Tay Gil « L’adaptation restera toujours la clé »

Ancien commandant au sein des forces spéciales israéliennes puis instructeur de combat corps-à-corps au sein de l’équipe de sécurité du président, titulaire d’un doctorat de sociologie ayant pour thème la performance sous stress, cet expert 8e dan, homme aux mille casquettes professionnelles donnait son troisième stage aux licenciés de la FFKDA il y a deux semaines.

D’où vous vient cette appétence pour la self-défense ?

Tout commence par le comportement dont je faisais preuve enfant et qui, il faut l’avouer, donnait du fil à retordre à mes parents. Aujourd’hui, on m’aurait probablement diagnostiqué des troubles déficitaires de l’attention ou de l’hyperactivité mais, à l’époque, aux yeux des adultes, j’étais simplement un enfant qui présentait des difficultés à lire, à écrire, qui n’écoutait pas plus qu’il n’obéissait et multipliait les problèmes de comportement. Alors, dès mes cinq ans, ma mère a opté pour le judo. Cela aurait aussi bien pu être autre chose mais, à la fin des années soixante, la proposition d’arts martiaux était moindre et, surtout, le club le plus proche proposait du judo. Rapidement, j’y ai trouvé une échappatoire pour dépenser beaucoup d’énergie. Puis j’ai diversifié ma pratique, d’abord par le karaté puis le kick-boxing, avant d’aller faire un tour dans un club d’immigrés russes à Ramla, vers l’âge de douze ans. Saisir, frapper, amener au sol, je savais le faire… mais leur pratique du sambo m’initiait à savoir combiner tout cela, avec une nouvelle tenue qui ouvrait d’autres perspectives, auxquelles s’ajoutaient toutes sortes de clés et de soumissions que je découvrais. Bref, on peut dire que je me suis bien fait botter les fesses les premières semaines, mais je découvrais un nouveau monde martial ! En parallèle du judo où j’ai intégré pendant un temps l’équipe nationale cadets, j’accordais donc une place grandissante au sambo jusqu’à atteindre la deuxième place nationale chez les -70kg à l’âge de dix-sept ans…

Le krav-maga n’apparaît donc qu’en second lieu ?

Seulement lorsque je réalise mon service militaire obligatoire, à la sortie du lycée.
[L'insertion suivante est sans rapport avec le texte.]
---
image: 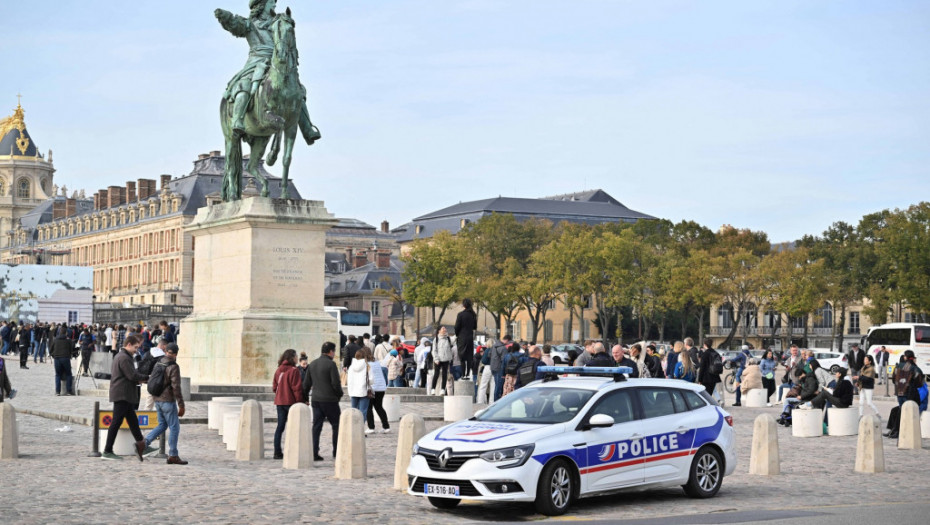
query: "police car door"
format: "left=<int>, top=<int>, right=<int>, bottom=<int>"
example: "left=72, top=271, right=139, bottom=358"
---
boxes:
left=637, top=387, right=702, bottom=483
left=578, top=388, right=643, bottom=492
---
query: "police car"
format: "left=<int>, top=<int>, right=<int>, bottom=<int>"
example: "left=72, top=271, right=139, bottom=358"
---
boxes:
left=407, top=366, right=736, bottom=516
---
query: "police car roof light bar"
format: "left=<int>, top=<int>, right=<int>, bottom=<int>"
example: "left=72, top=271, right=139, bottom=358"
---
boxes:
left=537, top=366, right=633, bottom=382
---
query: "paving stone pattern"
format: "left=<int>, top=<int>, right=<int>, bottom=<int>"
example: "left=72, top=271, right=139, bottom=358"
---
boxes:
left=0, top=359, right=930, bottom=525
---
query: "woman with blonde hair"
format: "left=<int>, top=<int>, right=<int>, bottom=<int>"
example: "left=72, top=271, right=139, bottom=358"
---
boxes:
left=669, top=343, right=697, bottom=383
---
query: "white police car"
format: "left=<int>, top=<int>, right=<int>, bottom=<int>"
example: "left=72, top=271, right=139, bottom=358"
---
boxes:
left=407, top=366, right=736, bottom=516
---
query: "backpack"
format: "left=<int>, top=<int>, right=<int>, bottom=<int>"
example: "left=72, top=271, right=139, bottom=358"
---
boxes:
left=148, top=361, right=171, bottom=397
left=710, top=350, right=723, bottom=376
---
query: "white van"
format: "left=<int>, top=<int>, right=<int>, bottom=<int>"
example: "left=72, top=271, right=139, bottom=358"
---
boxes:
left=863, top=323, right=930, bottom=376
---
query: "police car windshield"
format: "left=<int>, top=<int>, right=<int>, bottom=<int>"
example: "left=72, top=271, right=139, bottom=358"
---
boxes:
left=477, top=387, right=594, bottom=424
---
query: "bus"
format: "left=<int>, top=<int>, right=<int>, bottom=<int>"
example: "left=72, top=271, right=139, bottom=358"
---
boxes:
left=323, top=306, right=371, bottom=337
left=863, top=323, right=930, bottom=377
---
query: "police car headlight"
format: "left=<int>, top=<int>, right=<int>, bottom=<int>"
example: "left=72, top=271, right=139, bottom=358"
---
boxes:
left=479, top=445, right=535, bottom=468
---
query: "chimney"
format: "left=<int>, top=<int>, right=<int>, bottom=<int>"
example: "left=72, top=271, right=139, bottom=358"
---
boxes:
left=136, top=179, right=157, bottom=201
left=107, top=186, right=126, bottom=208
left=378, top=250, right=391, bottom=268
left=52, top=199, right=65, bottom=220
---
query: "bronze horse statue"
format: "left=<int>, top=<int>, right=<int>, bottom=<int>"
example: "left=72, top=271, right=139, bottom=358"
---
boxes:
left=220, top=8, right=319, bottom=202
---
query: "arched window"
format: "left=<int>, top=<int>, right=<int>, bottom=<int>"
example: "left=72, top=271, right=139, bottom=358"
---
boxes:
left=717, top=303, right=733, bottom=328
left=814, top=303, right=833, bottom=328
left=16, top=179, right=29, bottom=199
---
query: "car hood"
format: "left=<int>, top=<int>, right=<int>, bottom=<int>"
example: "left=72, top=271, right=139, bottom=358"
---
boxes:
left=418, top=420, right=565, bottom=451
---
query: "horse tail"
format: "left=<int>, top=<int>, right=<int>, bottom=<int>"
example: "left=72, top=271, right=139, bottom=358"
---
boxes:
left=265, top=131, right=281, bottom=166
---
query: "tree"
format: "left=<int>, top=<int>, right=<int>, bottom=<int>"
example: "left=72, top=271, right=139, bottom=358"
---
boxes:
left=402, top=230, right=464, bottom=332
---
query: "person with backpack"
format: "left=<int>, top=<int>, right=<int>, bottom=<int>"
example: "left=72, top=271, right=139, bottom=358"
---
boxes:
left=698, top=342, right=723, bottom=395
left=271, top=348, right=304, bottom=459
left=145, top=343, right=187, bottom=465
left=102, top=334, right=150, bottom=461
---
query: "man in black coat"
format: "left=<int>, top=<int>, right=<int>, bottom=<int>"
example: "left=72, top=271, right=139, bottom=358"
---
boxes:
left=303, top=342, right=342, bottom=461
left=455, top=298, right=478, bottom=381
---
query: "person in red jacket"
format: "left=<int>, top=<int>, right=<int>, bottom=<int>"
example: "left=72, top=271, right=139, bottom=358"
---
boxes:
left=271, top=348, right=303, bottom=459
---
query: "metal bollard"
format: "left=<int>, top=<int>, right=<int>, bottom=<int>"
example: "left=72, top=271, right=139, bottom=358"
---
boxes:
left=87, top=401, right=100, bottom=458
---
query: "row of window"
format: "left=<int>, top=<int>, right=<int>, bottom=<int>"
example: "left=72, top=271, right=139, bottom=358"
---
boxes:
left=39, top=197, right=181, bottom=241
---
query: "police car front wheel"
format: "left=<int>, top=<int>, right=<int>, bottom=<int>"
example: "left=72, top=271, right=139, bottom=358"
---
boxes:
left=536, top=459, right=575, bottom=516
left=682, top=447, right=723, bottom=498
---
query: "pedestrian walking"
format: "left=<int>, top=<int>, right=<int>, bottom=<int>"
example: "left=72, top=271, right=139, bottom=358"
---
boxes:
left=271, top=348, right=304, bottom=459
left=304, top=342, right=343, bottom=461
left=145, top=343, right=187, bottom=465
left=101, top=335, right=148, bottom=461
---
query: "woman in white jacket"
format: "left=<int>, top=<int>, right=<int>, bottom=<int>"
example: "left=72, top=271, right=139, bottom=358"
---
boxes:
left=347, top=349, right=374, bottom=418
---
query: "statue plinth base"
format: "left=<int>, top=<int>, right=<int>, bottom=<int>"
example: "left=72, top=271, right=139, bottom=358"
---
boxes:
left=178, top=197, right=339, bottom=385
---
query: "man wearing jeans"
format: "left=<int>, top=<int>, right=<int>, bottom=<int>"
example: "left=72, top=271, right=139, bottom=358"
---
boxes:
left=145, top=343, right=187, bottom=465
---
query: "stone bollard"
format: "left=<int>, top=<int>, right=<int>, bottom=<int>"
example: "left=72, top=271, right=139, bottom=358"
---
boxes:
left=898, top=401, right=922, bottom=450
left=394, top=414, right=426, bottom=490
left=856, top=416, right=885, bottom=474
left=0, top=403, right=19, bottom=459
left=236, top=399, right=265, bottom=461
left=282, top=403, right=313, bottom=469
left=791, top=408, right=823, bottom=437
left=827, top=407, right=859, bottom=436
left=381, top=394, right=400, bottom=423
left=336, top=408, right=368, bottom=479
left=743, top=388, right=768, bottom=408
left=452, top=379, right=475, bottom=401
left=442, top=396, right=474, bottom=421
left=207, top=397, right=242, bottom=430
left=749, top=414, right=781, bottom=476
left=223, top=412, right=239, bottom=451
Lors des camps d’entraînements à l’armée, nous devions régulièrement nous soumettre à des tests de maniement des armes, de condition physique et de combat. Étant donné mon passé martial et sportif, j’excellais dans ces deux derniers domaines, et les instructeurs m’ont rapidement encouragé à rejoindre les forces spéciales, en 1981. C’est là, au centre national d’entraînement au combat que je fais la connaissance d’Eli Avikzar, qui dirigeait la section de combat rapproché des Forces de Défense israéliennes. Difficile de disposer d’un meilleur professeur que la toute première ceinture noire de l’histoire du krav-maga, non ? 

C’est lui qui a façonné votre vision de la discipline ?
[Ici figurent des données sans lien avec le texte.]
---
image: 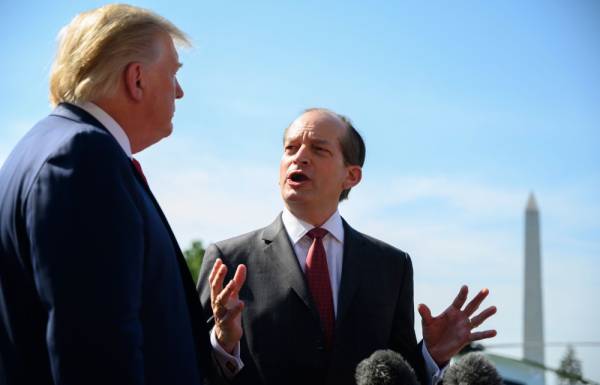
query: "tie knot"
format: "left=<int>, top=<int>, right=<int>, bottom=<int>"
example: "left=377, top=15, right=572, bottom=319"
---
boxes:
left=306, top=227, right=329, bottom=239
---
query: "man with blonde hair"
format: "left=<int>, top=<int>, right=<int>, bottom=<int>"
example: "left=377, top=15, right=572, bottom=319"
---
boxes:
left=0, top=5, right=244, bottom=385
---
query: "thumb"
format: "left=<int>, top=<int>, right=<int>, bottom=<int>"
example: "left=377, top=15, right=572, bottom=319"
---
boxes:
left=417, top=303, right=432, bottom=325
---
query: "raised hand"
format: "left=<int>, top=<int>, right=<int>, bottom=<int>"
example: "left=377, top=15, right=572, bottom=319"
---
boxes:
left=208, top=259, right=246, bottom=354
left=418, top=286, right=496, bottom=367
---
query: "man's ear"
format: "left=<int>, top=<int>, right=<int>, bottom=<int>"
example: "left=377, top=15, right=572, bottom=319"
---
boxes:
left=344, top=165, right=362, bottom=190
left=124, top=62, right=144, bottom=102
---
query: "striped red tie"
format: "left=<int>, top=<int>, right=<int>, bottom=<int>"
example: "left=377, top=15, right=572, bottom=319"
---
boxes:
left=305, top=227, right=335, bottom=349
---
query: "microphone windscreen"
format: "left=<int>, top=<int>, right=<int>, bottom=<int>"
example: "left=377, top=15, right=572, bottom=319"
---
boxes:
left=355, top=350, right=419, bottom=385
left=444, top=353, right=503, bottom=385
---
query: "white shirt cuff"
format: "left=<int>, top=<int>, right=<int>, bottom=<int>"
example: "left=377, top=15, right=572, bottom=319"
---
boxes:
left=421, top=340, right=448, bottom=385
left=210, top=328, right=244, bottom=380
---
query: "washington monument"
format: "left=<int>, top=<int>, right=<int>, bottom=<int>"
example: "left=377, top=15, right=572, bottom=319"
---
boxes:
left=523, top=193, right=544, bottom=383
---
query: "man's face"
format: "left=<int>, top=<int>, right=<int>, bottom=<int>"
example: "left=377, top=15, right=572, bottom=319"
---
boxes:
left=144, top=34, right=183, bottom=143
left=279, top=111, right=360, bottom=219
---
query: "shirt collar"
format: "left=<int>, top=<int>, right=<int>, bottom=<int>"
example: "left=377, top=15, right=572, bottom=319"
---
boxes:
left=77, top=102, right=132, bottom=158
left=281, top=207, right=344, bottom=245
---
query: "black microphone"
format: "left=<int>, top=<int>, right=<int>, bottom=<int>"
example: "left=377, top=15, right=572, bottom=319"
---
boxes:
left=354, top=350, right=419, bottom=385
left=444, top=353, right=504, bottom=385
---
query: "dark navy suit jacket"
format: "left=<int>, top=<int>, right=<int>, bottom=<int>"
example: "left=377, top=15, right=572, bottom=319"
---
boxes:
left=0, top=104, right=210, bottom=385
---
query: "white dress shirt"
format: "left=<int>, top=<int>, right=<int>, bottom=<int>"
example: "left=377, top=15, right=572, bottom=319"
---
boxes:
left=281, top=208, right=344, bottom=316
left=77, top=102, right=132, bottom=158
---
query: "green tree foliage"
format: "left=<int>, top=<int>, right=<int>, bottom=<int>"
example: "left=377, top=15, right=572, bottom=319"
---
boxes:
left=183, top=241, right=205, bottom=283
left=556, top=345, right=586, bottom=385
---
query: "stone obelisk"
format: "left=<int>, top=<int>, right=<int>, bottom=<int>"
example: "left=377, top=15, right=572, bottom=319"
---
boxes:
left=523, top=193, right=544, bottom=378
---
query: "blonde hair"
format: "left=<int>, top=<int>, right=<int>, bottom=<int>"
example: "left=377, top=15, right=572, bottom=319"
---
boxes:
left=50, top=4, right=191, bottom=105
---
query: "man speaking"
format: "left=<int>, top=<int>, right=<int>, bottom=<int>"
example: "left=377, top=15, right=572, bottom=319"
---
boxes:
left=198, top=109, right=495, bottom=385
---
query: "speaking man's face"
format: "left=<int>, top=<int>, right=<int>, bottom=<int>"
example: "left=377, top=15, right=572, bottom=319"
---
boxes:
left=279, top=111, right=351, bottom=219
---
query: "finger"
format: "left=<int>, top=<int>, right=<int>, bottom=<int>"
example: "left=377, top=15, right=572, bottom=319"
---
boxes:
left=452, top=285, right=469, bottom=310
left=208, top=258, right=223, bottom=282
left=215, top=280, right=235, bottom=307
left=222, top=301, right=245, bottom=323
left=469, top=330, right=498, bottom=342
left=210, top=264, right=227, bottom=303
left=464, top=289, right=490, bottom=317
left=417, top=303, right=433, bottom=325
left=471, top=306, right=497, bottom=328
left=233, top=265, right=246, bottom=292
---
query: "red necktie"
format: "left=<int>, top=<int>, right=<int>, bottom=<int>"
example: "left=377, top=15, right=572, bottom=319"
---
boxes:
left=131, top=158, right=148, bottom=186
left=305, top=227, right=335, bottom=348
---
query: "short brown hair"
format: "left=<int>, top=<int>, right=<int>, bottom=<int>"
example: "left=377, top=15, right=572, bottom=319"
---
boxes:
left=283, top=107, right=367, bottom=202
left=50, top=4, right=190, bottom=105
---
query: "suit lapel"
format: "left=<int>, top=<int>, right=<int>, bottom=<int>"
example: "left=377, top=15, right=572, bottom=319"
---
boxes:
left=336, top=220, right=365, bottom=320
left=262, top=215, right=318, bottom=317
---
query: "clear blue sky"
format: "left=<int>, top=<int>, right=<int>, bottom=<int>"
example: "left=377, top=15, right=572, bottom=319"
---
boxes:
left=0, top=0, right=600, bottom=383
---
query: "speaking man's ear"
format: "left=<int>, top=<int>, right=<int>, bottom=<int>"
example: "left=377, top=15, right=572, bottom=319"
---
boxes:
left=344, top=165, right=362, bottom=190
left=123, top=62, right=144, bottom=102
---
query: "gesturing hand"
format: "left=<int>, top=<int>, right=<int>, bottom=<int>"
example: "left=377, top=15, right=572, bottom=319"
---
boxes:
left=418, top=286, right=496, bottom=367
left=208, top=259, right=246, bottom=354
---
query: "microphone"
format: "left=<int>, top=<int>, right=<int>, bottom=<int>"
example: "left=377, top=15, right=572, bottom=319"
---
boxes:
left=354, top=350, right=419, bottom=385
left=444, top=353, right=504, bottom=385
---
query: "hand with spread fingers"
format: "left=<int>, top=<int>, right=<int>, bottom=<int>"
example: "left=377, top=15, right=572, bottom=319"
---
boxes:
left=418, top=286, right=496, bottom=367
left=209, top=259, right=246, bottom=354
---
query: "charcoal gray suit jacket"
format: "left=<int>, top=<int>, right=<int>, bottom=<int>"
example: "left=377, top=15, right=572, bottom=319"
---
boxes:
left=198, top=215, right=426, bottom=385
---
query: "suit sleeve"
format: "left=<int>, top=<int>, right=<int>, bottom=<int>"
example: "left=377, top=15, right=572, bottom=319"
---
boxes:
left=25, top=134, right=144, bottom=384
left=197, top=244, right=223, bottom=330
left=391, top=254, right=429, bottom=384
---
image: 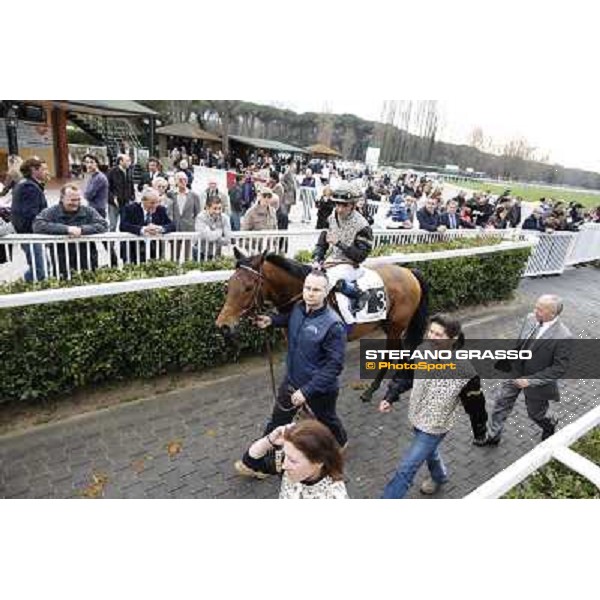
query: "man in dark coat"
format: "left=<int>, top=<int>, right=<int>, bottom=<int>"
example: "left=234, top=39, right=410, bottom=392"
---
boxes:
left=108, top=154, right=135, bottom=231
left=138, top=157, right=169, bottom=192
left=477, top=294, right=573, bottom=446
left=33, top=183, right=108, bottom=279
left=119, top=188, right=175, bottom=263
En réalité, Eli n’était pas le seul instructeur, mais lui et moi avions quelques points communs dans le domaine martial. Loin de se restreindre aux seules techniques du krav-maga, il utilisait aussi sa science du judo, du jujitsu, du karaté et d’autres arts martiaux. Non pas le krav-maga que l’on qualifierait aujourd’hui de traditionnel, mais bien celui conçu comme une solution directe pour résoudre les conflits d’une extrême violence. C’est cette approche ultra fonctionnelle à laquelle j’ai rapidement adhéré. Le judo, le karaté, l’aïkido sont de bons arts martiaux, mais suffisent-ils face à des problèmes spécifiques en opération ? L’adaptation restera toujours la clé, car les situations ne se répètent jamais face aux opposants les plus déterminés. Par la suite, c’est cette approche tactique que je me suis efforcé de transmettre à mes élèves lorsque je suis à mon tour devenu instructeur de combat au début des années 1980, avant d’intégrer l’unité d’élite antiterroriste du Yamam. Le krav-maga ne constitue qu’une petite portion des techniques à maîtriser, physiquement, mentalement ou techniquement. À ce niveau, il s’agit de devenir une machine humaine.